CONCEPTS

Policies & budgets

Allowed model lists, blocked tools, rate limits, destructive-action gates, and run-level budget caps. Declared once, enforced server-side, applied to every call in the run.

A policy is a named set of declarative rules Rungate enforces on every call in a run. Policies apply at the run boundary — when a run starts, it picks up the policy of the agent that initiated it (or an explicit x-rungate-policy override). Every subsequent call in that run is checked against the same policy.

Policies are managed through the dashboard at app.rungate.dev/policies or via the admin API.

What you can enforce

Run budget caps

Set a maximum cumulative spend per run, in USD. When cumulative cost crosses the cap, the next call returns 402 Payment Required. In-flight calls complete normally; no new calls are dispatched on this run.

The 402 response includes a structured context object with the run ID, cumulative spend, the limit, and the rule that fired. Your agent should stop issuing calls on this run. A human (or automation) resets the cap or starts a new run with x-rungate-new-run: true.

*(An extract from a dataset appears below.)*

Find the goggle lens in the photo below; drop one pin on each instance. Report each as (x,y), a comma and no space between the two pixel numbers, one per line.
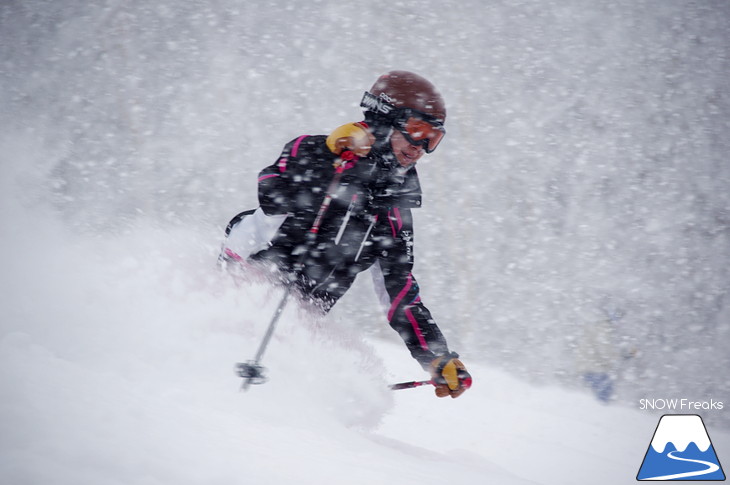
(421,132)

HTTP/1.1 402 Payment Required
Content-Type: application/json

{
  "error": {
    "code": "budget_exceeded",
    "message": "Run budget ceiling reached.",
    "context": {
      "run_id": "run_customer_refund_2026_04_26",
      "cumulative_spend_usd": "1.03",
      "limit_usd": "1.00",
      "rule": "stop_on_budget",
      "policy_id": "pol_prod_v4",
      "policy_name": "prod-agents/v4",
      "step_that_tripped": "llm.claude-sonnet-4"
    }
  }
}

Allowed models

Restrict which models a policy permits. The first cheap and deterministic check on every request — runs that try a model outside the allowlist get 403 Forbidden with the rule and the allowed list:

{
  "error": {
    "code": "policy_violation",
    "message": "Model not in policy allowlist.",
    "context": {
      "policy_id": "pol_prod_v4",
      "rule": "allowed_models",
      "field": "model",
      "requested": "gpt-3.5-turbo",
      "allowed": [
        "openai/gpt-4",
        "anthropic/claude-sonnet-4",
        "anthropic/claude-opus-4"
      ]
    }
  }
}

Use this to lock production agents to vetted models, prevent accidental fallback to deprecated models, or enforce cost ceilings by model class.

Tool blocklists / approval gates

Specify tool calls that should be blocked outright (return 403) or pause the run for human review (return 202). See Approval gates for the gate flow.

Rate limits

Per-agent and per-policy rate limits. Rungate returns 429 with a Retry-After header. Rate limits catch runaway loops — an agent calling the same tool 200 times per minute is almost always a bug. The rate limit is a coarse safety net; the budget cap is the hard cost ceiling.

HTTP/1.1 429 Too Many Requests
Retry-After: 12
X-RateLimit-Limit: 60
X-RateLimit-Remaining: 0
X-RateLimit-Reset: 1737126712

Routing strategy

Configure provider routing per policy: primary, fallback chain, circuit-breaker thresholds, latency-based selection. Cross-provider failover is transparent — if your primary provider errors or trips a circuit breaker, Rungate re-emits the request to the configured fallback (translating format if vendors differ) and the agent sees the response in the format it sent.

Per-run policy overrides

Each agent has a default policy. Override it on a per-run basis with the x-rungate-policy header (policy id or name). The override applies for the entire run.

x-rungate-policy: prod-agents/v4-strict

Useful for: temporarily tightening rules during an incident, running an evaluation under a different policy, A/B testing two policies on the same agent.

Policy versioning

Policies are versioned. Each run records which policy version was active when it ran. Mutating a policy doesn't change history. If you want a hard pin, name a new version and reference it explicitly.

Dry-run mode

Set dry_run: true on a policy (or create a dedicated dry-run policy) to validate the integration end-to-end without spending real money on provider calls. Rungate accepts the request, returns a mock response, and records the run. Use this to test budget enforcement, approval gates, and webhook delivery before flipping to a real policy.

Common patterns

Tight production budget, generous dev budget

Two policies — prod-agents with $1.00/run hard cap, dev-agents with $10.00/run. Production agents bind to the first; the same agent can override to the second during an evaluation via x-rungate-policy.

Model deprecation

Drop a model from the allowlist. The next call using that model fails with 403 + the canonical "model not in allowlist" rule + the new allowed list. Your agent's error handler reads allowed and switches to a permitted model on the retry.

Tool gating without breaking the agent

Block a tool with the approval-gate variant (returns 202) instead of an outright 403. The agent retries the same request after the operator approves; the workflow continues without changing the agent's code path. See Approval gates.